Overall, if we do not consider application layer investments, by 2025, the investment scale of leading companies in the U.S. in the basic and technical layers will be 5 times that of leading companies in China (40 billion USD vs. 8.4 billion USD), and the expectation for 2026 may further expand.

1) U.S.: Of the 40 billion USD, 88% is directed towards the basic layer (mainly data centers and supporting infrastructure at 83%, with chips accounting for 5%), and 12% is directed towards the technical layer (models).
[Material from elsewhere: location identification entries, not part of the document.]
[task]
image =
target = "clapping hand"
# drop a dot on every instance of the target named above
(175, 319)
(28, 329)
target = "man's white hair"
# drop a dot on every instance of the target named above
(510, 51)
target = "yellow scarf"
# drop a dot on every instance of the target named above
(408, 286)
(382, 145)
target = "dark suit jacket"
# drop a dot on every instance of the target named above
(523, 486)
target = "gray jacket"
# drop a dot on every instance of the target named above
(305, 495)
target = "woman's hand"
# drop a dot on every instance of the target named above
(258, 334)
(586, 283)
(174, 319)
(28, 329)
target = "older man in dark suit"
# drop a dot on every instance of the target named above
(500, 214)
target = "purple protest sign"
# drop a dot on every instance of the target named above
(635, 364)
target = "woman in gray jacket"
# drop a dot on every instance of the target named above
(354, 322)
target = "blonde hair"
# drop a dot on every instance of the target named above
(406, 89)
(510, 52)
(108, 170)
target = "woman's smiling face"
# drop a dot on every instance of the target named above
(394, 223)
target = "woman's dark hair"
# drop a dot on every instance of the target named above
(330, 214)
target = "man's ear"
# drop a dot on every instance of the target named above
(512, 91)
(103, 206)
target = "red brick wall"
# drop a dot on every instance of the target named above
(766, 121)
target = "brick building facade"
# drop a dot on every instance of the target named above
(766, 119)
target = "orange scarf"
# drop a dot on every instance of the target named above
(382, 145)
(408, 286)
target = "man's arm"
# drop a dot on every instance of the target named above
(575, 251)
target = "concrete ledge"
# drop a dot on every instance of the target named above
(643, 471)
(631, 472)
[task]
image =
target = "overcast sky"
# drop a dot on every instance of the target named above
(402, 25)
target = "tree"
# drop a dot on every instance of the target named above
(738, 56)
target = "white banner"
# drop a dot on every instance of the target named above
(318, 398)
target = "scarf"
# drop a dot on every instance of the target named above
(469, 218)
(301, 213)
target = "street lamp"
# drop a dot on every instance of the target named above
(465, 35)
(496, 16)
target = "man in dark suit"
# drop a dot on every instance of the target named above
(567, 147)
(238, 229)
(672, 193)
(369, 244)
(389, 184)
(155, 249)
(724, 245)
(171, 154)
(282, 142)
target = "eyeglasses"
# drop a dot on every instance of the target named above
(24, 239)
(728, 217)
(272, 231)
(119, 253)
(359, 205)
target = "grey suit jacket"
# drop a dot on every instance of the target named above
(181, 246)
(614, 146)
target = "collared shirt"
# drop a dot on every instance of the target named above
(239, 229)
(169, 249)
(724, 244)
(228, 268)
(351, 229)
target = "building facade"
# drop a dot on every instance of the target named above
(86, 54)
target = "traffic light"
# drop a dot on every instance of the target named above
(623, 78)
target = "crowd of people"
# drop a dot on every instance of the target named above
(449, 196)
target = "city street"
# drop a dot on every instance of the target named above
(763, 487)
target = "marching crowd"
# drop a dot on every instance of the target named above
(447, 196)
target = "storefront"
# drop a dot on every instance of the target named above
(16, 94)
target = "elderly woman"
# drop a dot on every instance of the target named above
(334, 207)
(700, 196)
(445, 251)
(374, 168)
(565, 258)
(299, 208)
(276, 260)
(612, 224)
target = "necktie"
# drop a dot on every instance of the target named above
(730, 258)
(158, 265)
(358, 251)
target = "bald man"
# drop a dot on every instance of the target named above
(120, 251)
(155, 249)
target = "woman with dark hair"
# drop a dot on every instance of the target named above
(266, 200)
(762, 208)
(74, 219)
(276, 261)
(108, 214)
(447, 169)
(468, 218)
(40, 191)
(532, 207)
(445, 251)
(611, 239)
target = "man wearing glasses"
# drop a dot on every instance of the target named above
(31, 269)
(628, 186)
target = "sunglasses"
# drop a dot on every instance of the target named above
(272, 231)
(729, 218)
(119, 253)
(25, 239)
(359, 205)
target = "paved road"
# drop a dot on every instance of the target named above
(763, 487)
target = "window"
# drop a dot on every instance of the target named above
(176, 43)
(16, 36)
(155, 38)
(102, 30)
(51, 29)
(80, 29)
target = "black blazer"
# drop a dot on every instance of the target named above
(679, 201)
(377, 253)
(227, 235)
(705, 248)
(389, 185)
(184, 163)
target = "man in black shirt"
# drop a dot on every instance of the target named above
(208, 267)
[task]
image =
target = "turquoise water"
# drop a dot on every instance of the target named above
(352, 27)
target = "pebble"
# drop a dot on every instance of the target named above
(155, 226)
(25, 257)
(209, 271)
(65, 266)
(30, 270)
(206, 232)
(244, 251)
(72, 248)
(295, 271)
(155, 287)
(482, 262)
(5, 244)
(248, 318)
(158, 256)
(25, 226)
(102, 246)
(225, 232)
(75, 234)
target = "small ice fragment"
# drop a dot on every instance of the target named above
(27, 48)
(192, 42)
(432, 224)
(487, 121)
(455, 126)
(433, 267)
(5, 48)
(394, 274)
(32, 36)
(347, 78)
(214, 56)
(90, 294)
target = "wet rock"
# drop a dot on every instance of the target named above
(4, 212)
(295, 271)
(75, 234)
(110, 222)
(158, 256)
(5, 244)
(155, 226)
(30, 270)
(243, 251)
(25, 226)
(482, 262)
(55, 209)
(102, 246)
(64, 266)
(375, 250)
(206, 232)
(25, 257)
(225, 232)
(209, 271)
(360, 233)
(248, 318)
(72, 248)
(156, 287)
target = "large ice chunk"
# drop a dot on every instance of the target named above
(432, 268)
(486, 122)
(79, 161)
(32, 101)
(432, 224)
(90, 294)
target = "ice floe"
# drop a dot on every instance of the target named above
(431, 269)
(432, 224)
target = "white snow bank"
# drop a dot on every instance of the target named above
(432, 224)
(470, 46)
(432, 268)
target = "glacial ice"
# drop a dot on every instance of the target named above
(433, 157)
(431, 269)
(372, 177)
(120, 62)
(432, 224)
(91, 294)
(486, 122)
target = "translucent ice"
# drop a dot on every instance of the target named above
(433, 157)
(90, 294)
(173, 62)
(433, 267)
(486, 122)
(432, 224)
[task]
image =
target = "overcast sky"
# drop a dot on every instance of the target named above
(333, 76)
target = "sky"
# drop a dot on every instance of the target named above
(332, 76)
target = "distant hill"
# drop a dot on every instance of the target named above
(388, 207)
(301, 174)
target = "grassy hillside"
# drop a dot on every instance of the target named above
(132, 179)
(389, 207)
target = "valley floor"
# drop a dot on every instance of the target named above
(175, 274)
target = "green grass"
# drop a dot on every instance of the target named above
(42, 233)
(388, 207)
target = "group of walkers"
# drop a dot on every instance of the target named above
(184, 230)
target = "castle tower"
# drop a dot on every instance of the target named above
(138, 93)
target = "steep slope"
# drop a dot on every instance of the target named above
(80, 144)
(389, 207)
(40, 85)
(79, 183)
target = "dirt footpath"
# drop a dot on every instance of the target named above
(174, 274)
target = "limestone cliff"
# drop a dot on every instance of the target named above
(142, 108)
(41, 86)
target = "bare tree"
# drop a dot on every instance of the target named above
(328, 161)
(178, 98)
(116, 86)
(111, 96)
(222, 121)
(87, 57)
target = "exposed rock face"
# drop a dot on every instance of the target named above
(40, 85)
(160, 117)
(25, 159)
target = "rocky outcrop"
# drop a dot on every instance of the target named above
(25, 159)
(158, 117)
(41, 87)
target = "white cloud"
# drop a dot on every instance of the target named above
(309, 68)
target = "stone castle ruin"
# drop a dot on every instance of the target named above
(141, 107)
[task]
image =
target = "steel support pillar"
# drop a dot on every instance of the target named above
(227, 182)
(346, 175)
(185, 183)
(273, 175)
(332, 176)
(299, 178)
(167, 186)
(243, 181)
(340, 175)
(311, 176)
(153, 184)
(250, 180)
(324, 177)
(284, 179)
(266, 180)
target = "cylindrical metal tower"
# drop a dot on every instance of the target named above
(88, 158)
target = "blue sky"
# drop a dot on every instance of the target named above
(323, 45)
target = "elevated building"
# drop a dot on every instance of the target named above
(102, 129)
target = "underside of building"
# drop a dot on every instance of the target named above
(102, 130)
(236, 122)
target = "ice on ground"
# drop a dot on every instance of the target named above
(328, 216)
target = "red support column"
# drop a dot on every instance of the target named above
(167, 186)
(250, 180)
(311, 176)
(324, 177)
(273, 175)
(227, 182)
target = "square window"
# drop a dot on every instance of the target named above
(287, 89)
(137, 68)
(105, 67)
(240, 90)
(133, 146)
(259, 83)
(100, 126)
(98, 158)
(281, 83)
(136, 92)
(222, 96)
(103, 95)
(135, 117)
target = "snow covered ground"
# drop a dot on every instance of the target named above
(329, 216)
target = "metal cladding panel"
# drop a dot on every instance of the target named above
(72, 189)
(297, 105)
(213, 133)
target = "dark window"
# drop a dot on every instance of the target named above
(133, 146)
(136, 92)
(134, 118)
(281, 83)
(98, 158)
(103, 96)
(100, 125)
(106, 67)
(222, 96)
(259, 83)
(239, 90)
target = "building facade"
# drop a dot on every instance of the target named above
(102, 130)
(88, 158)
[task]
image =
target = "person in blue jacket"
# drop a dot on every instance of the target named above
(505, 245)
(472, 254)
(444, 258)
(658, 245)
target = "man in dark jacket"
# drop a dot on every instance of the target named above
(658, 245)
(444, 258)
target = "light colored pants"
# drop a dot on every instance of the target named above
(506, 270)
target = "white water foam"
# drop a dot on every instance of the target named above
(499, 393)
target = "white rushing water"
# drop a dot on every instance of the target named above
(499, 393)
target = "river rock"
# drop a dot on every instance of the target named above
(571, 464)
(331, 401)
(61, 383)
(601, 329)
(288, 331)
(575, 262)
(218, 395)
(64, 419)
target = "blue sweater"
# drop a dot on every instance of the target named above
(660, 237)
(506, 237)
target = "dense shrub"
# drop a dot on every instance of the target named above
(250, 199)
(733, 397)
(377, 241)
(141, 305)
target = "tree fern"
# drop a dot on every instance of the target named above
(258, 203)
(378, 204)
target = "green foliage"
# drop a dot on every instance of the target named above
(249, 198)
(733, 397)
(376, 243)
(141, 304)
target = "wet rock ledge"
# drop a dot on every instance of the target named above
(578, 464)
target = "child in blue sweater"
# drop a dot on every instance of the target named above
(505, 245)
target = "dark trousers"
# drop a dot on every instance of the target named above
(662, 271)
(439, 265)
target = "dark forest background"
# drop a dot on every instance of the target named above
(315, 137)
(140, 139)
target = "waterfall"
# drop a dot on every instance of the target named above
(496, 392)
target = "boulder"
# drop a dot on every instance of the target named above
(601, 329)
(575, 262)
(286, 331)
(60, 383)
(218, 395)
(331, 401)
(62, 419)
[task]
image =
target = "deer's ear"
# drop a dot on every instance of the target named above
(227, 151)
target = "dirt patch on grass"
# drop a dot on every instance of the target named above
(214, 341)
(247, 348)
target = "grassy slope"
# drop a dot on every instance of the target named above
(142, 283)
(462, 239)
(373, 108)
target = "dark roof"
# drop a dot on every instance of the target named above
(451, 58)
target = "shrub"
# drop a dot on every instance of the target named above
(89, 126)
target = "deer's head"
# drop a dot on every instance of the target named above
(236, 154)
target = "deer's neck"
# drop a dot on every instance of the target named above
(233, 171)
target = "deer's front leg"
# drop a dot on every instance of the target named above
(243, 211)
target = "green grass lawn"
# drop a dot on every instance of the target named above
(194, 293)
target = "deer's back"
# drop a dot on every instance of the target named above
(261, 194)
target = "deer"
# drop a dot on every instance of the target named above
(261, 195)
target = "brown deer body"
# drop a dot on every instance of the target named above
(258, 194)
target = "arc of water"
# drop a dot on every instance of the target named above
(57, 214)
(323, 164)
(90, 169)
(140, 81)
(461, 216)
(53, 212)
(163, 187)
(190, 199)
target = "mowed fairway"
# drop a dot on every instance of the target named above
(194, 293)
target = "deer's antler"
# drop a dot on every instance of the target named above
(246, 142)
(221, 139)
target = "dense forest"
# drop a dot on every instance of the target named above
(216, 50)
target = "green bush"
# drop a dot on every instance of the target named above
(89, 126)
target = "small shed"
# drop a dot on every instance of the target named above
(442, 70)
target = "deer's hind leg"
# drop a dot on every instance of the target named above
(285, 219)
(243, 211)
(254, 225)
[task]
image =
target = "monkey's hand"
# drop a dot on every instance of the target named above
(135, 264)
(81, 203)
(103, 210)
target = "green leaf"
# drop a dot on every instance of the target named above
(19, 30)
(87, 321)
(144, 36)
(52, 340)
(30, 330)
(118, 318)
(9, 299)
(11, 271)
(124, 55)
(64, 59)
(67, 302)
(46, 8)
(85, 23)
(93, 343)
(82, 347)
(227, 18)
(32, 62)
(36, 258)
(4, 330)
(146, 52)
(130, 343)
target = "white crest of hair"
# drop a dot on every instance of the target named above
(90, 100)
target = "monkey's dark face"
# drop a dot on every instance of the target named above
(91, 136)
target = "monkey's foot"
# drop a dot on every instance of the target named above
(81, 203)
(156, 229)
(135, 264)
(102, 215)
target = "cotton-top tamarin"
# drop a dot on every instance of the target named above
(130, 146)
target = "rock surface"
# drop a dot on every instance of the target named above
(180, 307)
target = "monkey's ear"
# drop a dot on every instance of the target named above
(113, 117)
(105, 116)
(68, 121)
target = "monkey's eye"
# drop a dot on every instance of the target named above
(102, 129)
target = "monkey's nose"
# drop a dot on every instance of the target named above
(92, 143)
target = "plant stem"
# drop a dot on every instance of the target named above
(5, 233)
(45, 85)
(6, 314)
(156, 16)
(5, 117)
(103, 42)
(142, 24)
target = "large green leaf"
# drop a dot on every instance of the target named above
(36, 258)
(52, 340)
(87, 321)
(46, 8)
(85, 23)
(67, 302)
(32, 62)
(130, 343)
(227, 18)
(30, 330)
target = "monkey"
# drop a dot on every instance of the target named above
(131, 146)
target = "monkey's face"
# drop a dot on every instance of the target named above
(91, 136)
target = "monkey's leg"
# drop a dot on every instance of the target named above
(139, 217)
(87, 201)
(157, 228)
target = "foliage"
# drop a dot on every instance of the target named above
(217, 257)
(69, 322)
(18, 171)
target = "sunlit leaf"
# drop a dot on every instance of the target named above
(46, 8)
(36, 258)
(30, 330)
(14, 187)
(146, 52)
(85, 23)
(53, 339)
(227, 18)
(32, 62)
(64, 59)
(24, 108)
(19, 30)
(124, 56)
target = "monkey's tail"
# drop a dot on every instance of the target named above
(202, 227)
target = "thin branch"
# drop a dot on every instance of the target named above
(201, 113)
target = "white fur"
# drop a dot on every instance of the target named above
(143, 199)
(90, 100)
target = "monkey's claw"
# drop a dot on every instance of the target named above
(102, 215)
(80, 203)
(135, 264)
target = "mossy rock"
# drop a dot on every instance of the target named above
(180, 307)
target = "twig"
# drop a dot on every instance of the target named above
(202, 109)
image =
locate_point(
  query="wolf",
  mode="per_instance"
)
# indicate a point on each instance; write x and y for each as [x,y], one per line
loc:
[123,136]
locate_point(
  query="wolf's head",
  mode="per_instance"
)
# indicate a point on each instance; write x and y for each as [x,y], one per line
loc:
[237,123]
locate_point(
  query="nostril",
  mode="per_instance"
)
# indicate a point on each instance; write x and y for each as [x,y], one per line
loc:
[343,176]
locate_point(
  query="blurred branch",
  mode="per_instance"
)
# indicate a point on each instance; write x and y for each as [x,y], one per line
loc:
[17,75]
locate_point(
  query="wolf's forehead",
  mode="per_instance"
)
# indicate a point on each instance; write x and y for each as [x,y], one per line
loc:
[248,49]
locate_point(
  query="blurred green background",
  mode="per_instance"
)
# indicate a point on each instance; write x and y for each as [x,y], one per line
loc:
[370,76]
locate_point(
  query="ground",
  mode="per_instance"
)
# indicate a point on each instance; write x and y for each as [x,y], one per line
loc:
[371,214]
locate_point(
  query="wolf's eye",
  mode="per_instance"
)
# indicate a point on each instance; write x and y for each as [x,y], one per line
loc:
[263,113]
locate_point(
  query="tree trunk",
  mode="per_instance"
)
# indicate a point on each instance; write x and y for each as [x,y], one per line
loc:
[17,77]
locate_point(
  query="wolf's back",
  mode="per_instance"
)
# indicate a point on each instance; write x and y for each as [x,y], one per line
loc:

The scale of U.S. basic layer investment is expected to be around 350 billion USD in 2025, an increase of 2.4 times compared to 2022. Among this, the investment scale in data centers and supporting infrastructure is 334 billion USD (83%); chip R&D accounts for a relatively small proportion of the overall investment (5%), and the scale has remained stable at around 15-20 billion USD. The investment scale in the technical layer has rapidly increased since 2022, rising from 4.2 billion USD to 48 billion USD by 2025, with its proportion of the overall investment scale also rising to 12% (Chart 21) Chart 21: 90% of the $400 billion from leading American companies is directed towards the foundational layer, while 10% is directed towards the technological layer.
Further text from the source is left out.